Puissance d'achat

Droit européen de la concurrence

Le droit de la concurrence a du mal à appréhender le phénomène de puissance d'achat. La puissance d'achat vise généralement mais non exclusivement les distributeurs et concerne essentiellement le marché amont, celui des relations entre distributeurs et fournisseurs, alors que la théorie des prix s'intéresse surtout aux offreurs de produits ou de services et s'applique au premier chef au marché aval, où se rencontrent distributeurs et consommateurs. En conséquence, les règles du droit de la concurrence ont été conçues à l'origine pour appréhender le pouvoir de marché des seuls producteurs, alors même que la concentration dans le secteur de la grande distribution et le renforcement de la puissance économique des acheteurs représentent le fait économique le plus marquant depuis les années 70.

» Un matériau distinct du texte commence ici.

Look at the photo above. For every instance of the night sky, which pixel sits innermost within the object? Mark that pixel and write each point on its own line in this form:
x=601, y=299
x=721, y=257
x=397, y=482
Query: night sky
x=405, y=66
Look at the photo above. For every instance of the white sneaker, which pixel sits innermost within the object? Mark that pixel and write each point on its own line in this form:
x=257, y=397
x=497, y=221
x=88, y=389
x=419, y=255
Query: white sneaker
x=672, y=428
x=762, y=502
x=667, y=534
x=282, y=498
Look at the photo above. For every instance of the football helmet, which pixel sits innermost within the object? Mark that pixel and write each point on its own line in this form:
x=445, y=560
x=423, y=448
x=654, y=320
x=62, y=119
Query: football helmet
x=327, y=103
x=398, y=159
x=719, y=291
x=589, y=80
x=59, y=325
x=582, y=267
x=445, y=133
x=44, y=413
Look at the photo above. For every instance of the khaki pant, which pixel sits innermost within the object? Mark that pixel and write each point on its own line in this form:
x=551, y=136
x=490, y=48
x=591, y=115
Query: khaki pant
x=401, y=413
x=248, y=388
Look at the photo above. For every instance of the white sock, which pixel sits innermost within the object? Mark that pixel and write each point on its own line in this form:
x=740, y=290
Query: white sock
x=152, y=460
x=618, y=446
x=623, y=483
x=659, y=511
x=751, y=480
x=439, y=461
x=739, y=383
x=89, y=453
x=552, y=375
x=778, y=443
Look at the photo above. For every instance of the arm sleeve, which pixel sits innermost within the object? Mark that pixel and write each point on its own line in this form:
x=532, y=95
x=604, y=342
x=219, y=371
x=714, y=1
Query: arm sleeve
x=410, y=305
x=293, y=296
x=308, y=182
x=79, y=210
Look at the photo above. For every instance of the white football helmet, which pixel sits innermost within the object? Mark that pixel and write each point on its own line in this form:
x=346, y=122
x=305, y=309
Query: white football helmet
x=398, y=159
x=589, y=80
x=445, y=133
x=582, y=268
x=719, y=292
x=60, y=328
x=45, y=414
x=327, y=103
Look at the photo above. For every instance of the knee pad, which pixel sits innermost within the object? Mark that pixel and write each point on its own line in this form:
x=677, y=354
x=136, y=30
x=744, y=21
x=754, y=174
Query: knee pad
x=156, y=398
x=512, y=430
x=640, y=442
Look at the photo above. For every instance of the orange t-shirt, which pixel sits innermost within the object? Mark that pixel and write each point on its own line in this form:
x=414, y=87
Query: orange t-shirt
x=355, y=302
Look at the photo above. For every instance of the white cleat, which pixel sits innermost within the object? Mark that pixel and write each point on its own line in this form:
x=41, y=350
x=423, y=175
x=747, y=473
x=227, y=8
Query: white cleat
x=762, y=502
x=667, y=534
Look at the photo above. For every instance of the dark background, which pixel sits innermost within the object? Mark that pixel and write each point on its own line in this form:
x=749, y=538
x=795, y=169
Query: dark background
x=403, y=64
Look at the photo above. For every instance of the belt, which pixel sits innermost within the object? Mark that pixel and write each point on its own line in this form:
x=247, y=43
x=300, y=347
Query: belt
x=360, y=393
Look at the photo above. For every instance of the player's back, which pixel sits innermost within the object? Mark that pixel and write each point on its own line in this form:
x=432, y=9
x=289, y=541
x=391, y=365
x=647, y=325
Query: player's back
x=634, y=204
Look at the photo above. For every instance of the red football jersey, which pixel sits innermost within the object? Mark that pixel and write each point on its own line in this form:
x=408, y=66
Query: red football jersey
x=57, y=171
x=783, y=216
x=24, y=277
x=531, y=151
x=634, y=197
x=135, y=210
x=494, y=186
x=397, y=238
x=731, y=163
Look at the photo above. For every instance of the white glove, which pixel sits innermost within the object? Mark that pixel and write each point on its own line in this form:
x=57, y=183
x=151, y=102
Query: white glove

En pratique, l'existence d'un pouvoir de marché se déduit surtout de l'importance de la part de marché détenue par l'entreprise dominante. Or, les acheteurs (par exemple dans le secteur de la grande distribution), ne contrôlent généralement qu'une part relativement faible d'un marché de produit déterminé et ne risquent donc que rarement de tomber sous le coup des incriminations traditionnelles du droit de la concurrence, sauf à caractériser un marché de service de distribution spécifique. En outre, la concentration à l'achat va plutôt dans le sens de la politique de concurrence, puisqu'elle permet de faire baisser les prix au bénéfice des consommateurs, même si elle est aussi susceptible d'entraîner des effets négatifs tant pour les consommateurs (banalisation des produits, disparition d'offres spécifiques, non-développement de produits…) que pour les producteurs, parties faibles au contrat, qui sont souvent victimes d'abus de puissance d'achat.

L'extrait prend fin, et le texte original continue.